This lesson is still being designed and assembled (Pre-Alpha version)

Introduction to dataset #1 (gene expressions)


Teaching: 30 min
Exercises: 0 min
  • Where does this dataset come from?

  • How many genes will I consider in my analysis?

  • How many tissues do I have in my dataset?

  • In which unit are my gene expression measured?

  • Understand what this dataset comprises.

  • Be able to explain what the values mean and how they were obtained.

Table of Contents


Using a dataset on human gene expression, we are going to search for gene markers related to the subcutaneous fat adipose tissue.

Taken from Wikipedia:

Most of the remaining nonvisceral fat is found just below the skin in a region called the hypodermis.This subcutaneous fat is not related to many of the classic obesity-related pathologies, such as heart disease, cancer, and stroke, and some evidence even suggests it might be protective. The typically female (or gynecoid) pattern of body fat distribution around the hips, thighs, and buttocks is subcutaneous fat, and therefore poses less of a health risk compared to visceral fat.

Picture of adipose tissue

Objective of this first section of the lesson

The goal of this first section is to find subcutaneous fat adipose-related gene markers using existing gene expression data.

Dataset description

Data provenance: the GTEx database

The dataset that you will use comes from the Genotype-Tissue Expression (GTEx) project. This portal gathers comprehensive public resources to study tissue-specific gene expression. Samples were collected from 54 non-diseased tissue sites across nearly 1000 individuals. The GTEx Portal provides open access to the dataset and includes numerous extra information (e.g. QTLs, etc.).

This database is useful to find gene markers for a specific tissue. In turn, it can be used to find tissue-specific genes and pathways, etc.

Dataset description

You will work on a RNA-seq dataset from the GTEx database version 7 (June 30, 2017). This dataset comprises 56,202 genes from 53 different human tissues.

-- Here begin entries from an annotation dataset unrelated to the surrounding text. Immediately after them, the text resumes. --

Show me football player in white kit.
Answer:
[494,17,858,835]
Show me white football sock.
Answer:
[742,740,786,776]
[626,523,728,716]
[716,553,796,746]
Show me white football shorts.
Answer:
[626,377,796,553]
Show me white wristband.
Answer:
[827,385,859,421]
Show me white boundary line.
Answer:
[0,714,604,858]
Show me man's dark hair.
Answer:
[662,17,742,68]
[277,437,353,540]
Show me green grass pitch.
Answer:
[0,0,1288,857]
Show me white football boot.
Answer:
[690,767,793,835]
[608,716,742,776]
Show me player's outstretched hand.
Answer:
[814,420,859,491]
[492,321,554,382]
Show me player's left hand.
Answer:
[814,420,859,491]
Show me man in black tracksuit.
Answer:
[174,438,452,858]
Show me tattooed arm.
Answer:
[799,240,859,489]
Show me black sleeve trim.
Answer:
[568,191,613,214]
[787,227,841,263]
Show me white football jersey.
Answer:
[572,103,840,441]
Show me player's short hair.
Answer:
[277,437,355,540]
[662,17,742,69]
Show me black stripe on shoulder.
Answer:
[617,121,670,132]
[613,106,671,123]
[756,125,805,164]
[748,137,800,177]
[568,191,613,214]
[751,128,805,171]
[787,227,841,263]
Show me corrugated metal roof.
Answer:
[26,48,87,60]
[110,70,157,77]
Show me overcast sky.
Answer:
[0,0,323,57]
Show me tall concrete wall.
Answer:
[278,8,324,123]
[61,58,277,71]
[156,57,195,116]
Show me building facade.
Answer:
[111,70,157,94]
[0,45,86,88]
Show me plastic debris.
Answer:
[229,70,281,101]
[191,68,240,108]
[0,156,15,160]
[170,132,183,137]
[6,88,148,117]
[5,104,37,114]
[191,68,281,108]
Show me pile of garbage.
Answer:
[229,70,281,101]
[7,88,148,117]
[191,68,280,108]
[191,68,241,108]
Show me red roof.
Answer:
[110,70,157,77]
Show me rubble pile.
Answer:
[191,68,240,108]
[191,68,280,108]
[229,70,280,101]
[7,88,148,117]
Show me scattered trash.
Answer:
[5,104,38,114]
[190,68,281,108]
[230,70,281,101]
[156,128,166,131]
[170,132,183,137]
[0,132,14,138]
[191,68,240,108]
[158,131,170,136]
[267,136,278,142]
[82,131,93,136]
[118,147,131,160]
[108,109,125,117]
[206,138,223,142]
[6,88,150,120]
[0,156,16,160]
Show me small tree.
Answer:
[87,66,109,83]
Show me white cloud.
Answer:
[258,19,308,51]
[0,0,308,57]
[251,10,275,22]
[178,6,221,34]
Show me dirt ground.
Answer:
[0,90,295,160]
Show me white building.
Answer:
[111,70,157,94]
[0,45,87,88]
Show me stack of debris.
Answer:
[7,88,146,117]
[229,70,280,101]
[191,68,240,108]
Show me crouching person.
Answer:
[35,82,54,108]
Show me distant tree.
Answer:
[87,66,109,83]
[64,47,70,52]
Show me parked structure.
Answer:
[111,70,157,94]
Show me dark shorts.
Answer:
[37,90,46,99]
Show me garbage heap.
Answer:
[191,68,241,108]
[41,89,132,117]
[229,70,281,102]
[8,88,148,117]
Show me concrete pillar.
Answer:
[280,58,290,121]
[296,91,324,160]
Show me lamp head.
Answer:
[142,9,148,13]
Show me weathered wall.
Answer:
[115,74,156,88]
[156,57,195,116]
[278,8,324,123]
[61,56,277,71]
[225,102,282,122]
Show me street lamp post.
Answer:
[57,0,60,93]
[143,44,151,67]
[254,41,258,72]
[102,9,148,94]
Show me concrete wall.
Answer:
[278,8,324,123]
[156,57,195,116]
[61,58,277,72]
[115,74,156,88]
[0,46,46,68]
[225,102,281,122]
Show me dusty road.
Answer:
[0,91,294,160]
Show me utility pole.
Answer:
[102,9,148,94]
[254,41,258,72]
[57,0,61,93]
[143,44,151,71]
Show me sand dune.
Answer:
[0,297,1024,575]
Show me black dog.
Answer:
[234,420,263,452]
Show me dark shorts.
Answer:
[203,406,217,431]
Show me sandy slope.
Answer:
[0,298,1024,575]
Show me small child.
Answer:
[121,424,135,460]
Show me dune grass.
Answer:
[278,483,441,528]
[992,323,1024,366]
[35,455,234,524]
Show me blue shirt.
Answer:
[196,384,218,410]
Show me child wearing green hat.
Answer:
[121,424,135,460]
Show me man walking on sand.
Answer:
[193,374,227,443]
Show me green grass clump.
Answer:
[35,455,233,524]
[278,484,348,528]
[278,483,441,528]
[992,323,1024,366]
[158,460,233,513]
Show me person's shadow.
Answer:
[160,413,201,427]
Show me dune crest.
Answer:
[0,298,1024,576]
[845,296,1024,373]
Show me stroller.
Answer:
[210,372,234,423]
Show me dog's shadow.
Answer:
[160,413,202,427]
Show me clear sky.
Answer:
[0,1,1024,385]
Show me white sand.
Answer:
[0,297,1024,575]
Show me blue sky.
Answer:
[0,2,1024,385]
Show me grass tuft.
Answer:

What you will learn from the analysis of dataset #1

  1. How to perform Exploratory Data Analysis steps
    • Showing the first records of a dataset.
    • Checking if data types (strings, numbers) are correctly encoded.
    • Creating a few plots to reveal potential data issues (scale, outliers, etc.).
  2. How to create and interpret a Principal Component Analysis
    • Performing the PCA: number of components, extract scores and loadings.
    • Creating the PCA plot, choosing scaling and centering.
    • Extracting the genes most related to the principal components of interest.
  3. How to perform a clustering analysis and coupling it to a heatmap representation
    • Understand the distance metric used for clustering.
    • Choosing one clustering method.
    • Creating heatmaps and re-using the clustering performed previously.



The original RNA-seq dataset used is called GTEx_Analysis_2016-01-15_v7_RNASeQCv1.1.8_gene_median_tpm.gct.gz and comes from the GTEx portal. This dataset is pre-processed as gene TPM medians per tissue are already computed.

It is used in the original publication from Ahn et al. 2019 that is used as a roadmap:
Ahn, J., Wu, H. & Lee, K. Integrative Analysis Revealing Human Adipose-Specific Genes and Consolidating Obesity Loci. Sci Rep 9, 3087 (2019). Link.

Teaching materials

This lesson has been formatted according to the Carpentries Foundation lesson template and following their recommendations on how to teach researchers good practices in programming and data analysis.

This material builds from a lot of fantastic materials developed by others in the open data science community. In particular, this lesson relies heavily on the material assembled by Hugo Tavares and Georg Zeller Data Carpentry style lesson.

Image credits

Key Points

  • This dataset measures gene expression from various human tissues.

  • Gene expression is measured from the hybridization of mRNA molecules to microarray probes.

  • Some tissues have genes that are uniquely or strongly expressed in them which makes them gene-markers of that tissue.

  • Finding tissue-specific markers can be done through several methods: PCA, clustering or even custom ones.